NAPOLI – “Non mi arrendo vivo una situazione fortemente discriminatoria, non ci possono essere vittime di serie A e vittime di serie B”. Così la vedova di Giuseppe Veropalumbo, Carmela Sermino, donna coraggiosa e determinata, conduce la battaglia contro la burocrazia, perché la legge non contempla il caso specifico. Il fatto, all’epoca, commosse l’Italia: Giuseppe, a soli 30 anni, morì colpito da un proiettile vagante la notte di capodanno 2007. Una notte di festa trasformata in tragedia, ma la moglie e la figlioletta di otto anni non hanno diritto al riconoscimento dello status di familiare di vittima della criminalità organizzata, perché il colpevole non è stato scoperto.
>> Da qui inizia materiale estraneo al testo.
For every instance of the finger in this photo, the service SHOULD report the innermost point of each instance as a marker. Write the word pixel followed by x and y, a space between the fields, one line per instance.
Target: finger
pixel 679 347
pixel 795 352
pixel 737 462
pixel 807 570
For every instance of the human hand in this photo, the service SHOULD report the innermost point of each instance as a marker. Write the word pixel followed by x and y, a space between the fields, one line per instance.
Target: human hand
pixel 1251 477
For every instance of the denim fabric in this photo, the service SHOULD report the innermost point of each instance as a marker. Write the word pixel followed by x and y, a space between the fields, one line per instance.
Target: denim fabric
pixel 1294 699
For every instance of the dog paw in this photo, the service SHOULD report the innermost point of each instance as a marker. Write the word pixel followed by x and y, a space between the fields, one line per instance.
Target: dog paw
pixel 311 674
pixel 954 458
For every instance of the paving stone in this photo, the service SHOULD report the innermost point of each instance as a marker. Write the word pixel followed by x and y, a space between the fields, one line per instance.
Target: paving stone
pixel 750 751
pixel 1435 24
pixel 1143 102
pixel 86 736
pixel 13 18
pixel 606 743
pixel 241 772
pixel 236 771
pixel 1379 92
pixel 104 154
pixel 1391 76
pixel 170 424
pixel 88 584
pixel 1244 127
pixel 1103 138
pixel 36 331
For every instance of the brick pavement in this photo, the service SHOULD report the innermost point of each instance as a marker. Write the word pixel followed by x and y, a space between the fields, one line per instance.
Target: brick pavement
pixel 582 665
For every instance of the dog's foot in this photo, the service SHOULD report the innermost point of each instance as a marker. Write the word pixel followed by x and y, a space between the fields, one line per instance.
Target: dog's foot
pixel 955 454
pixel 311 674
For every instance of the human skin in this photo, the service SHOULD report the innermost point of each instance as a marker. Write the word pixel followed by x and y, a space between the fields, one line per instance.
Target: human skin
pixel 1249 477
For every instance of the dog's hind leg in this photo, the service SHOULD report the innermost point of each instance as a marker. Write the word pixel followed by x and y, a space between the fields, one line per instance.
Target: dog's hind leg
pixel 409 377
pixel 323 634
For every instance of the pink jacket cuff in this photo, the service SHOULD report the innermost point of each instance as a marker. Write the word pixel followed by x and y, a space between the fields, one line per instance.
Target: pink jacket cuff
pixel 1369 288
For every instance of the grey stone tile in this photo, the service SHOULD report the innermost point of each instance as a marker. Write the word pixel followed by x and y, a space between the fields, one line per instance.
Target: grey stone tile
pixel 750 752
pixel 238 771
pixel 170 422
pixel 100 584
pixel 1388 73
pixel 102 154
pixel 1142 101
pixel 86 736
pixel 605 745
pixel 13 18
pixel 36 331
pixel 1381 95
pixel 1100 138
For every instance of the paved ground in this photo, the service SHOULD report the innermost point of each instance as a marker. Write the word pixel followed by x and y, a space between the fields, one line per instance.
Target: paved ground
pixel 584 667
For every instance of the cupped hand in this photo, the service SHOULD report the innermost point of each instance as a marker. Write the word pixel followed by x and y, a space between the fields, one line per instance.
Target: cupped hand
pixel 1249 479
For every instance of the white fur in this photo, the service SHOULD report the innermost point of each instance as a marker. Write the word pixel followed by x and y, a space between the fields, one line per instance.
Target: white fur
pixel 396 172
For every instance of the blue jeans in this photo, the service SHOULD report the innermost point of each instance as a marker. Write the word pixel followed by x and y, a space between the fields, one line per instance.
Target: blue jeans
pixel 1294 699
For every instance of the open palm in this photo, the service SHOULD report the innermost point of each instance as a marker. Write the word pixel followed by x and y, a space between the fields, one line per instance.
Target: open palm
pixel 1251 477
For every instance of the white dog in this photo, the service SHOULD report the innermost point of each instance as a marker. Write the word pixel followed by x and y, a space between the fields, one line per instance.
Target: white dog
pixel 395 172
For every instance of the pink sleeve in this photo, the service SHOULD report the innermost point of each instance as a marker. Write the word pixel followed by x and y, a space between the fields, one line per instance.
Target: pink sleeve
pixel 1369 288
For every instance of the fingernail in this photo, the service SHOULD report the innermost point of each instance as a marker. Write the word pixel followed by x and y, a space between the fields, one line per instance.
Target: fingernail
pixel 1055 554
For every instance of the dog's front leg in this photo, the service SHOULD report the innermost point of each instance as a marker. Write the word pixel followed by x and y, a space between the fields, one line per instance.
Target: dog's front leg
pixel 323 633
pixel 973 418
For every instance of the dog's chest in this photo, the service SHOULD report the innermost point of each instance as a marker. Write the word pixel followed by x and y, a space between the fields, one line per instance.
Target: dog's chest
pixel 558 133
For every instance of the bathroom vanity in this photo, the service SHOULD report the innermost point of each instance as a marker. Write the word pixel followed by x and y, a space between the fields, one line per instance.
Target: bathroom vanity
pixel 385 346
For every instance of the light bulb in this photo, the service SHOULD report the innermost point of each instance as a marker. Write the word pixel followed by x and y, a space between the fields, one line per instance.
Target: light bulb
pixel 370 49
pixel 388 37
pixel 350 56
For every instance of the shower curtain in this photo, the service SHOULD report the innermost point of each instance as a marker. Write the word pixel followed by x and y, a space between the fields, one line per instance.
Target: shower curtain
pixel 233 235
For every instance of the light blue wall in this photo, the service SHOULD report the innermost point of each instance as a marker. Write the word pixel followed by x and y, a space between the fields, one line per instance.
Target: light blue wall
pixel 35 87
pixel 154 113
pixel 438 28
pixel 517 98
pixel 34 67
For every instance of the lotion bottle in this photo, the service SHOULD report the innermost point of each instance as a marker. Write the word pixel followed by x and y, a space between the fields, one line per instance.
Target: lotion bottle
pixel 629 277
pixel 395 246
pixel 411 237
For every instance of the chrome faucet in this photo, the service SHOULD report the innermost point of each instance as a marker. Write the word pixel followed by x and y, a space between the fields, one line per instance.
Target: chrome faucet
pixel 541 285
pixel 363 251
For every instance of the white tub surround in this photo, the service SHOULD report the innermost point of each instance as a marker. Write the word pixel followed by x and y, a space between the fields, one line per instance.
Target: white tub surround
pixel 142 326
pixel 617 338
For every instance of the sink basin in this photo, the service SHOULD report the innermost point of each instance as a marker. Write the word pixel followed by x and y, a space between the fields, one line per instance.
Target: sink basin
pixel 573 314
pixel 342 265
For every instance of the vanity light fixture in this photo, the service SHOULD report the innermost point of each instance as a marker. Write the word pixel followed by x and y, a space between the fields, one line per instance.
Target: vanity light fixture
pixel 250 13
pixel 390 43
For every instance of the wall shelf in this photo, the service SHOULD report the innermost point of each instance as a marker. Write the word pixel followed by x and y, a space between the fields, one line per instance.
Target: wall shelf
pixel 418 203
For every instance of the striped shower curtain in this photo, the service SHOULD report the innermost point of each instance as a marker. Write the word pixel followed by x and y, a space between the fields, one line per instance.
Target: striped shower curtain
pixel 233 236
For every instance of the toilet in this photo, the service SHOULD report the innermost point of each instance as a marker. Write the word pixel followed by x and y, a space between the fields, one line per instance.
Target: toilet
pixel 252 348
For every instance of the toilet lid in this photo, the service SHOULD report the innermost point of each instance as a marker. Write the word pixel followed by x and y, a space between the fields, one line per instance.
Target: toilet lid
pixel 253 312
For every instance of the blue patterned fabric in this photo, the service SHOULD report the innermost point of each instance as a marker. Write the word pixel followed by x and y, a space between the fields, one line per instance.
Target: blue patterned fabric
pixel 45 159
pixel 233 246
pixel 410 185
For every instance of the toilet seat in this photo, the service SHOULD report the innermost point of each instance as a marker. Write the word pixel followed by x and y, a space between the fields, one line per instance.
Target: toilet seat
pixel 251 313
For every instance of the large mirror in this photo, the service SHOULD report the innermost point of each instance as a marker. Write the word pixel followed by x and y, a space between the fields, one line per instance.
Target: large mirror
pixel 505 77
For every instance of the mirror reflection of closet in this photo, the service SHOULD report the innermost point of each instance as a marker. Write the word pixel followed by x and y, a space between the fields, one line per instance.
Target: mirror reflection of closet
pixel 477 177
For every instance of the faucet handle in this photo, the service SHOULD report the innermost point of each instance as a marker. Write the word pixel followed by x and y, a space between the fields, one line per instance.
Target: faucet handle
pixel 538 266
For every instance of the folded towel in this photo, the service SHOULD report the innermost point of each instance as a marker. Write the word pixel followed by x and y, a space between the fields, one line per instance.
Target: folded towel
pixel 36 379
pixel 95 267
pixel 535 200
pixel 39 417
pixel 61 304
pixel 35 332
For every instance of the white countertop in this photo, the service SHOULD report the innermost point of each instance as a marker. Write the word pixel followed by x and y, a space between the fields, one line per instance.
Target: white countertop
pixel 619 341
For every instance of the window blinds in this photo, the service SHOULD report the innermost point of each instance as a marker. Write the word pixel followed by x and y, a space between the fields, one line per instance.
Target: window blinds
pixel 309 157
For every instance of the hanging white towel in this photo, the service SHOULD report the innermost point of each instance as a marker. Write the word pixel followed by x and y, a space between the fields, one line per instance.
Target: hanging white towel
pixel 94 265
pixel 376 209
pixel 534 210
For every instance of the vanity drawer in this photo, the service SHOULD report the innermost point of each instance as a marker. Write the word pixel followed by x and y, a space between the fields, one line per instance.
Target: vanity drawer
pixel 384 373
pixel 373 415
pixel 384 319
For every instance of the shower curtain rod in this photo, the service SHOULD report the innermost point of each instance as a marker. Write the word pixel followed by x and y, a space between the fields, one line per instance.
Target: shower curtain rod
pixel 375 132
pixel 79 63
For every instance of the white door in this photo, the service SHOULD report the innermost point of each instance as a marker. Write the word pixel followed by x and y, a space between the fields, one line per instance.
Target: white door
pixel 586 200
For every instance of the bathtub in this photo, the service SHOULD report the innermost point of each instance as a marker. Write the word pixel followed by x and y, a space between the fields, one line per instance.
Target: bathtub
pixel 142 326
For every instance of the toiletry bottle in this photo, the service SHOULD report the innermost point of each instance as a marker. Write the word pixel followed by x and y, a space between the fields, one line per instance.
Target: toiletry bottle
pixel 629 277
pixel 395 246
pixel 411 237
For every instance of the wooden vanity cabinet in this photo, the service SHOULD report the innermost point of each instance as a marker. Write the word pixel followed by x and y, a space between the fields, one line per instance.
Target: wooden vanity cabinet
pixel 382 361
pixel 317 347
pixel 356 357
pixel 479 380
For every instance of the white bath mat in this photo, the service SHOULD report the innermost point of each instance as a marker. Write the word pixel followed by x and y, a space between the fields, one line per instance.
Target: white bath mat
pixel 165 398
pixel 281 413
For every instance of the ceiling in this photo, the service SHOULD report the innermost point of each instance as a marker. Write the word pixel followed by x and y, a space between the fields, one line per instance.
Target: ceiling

Una nota del Ministero degli Interni chiude così la vicenda del giovane carrozziere di Torre Annunziata, ucciso mentre si trovava nel salotto di casa, in attesa del tradizionale brindisi di fine anno.
LETTERA AL PRESIDENTE DELLA CAMERA – Sentendosi lesa nei suoi diritti di donna, moglie e madre, la giovane ha inviato una toccante lettera alla presidente della Camera, Laura Boldrini, alla quale ha chiesto anche un incontro: “Mio marito – scrive – faceva il carrozziere nell’officina del padre. Era incensurato e non aveva frequentazioni malavitose. La sua unica colpa è stata quella di essere rimasto a vivere, dopo il matrimonio, nel quartiere d’origine, in quello che, in anni lontani, era il cuore pulsante della città”. Un territorio in guerra, permeato dal traffico di droga, ma la famiglia Veropalumbo era felice.
ARCHIVIATE LE INDAGINI – Le indagini, purtroppo, sono state ufficialmente archiviate senza dare un nome e un volto all’assassino: “Perizie balistiche, interrogatori, sopralluoghi, ricostruzioni, intercettazioni telefoniche e ambientali non hanno portato a nulla. L’uccisione di un uomo onesto, nel fiore degli anni, non ha, dunque, un colpevole”.
SENZA CONDANNA NESSUN BENEFICIO – Nel documento che accompagna il decreto di archiviazione il procuratore Diego Marmo spiega che, anche senza un responsabile, Veropalumbo è una vittima indiretta della camorra in considerazione “della eccezionale densità e propensione criminale del rione, del numero di bossoli rivenuti nelle strade la mattina seguente, della mole di armi sequestrate nei mesi successivi e del numero degli arresti per reati riconducibili all’azione dei clan”. Per i vertici del Ministero tutto questo non basta. Senza condanna niente benefici. E Carmela è costretta a fare i salti mortali per mantenere la figlioletta e continuare a credere nelle Istituzioni. Non si ferma nella sua battaglia.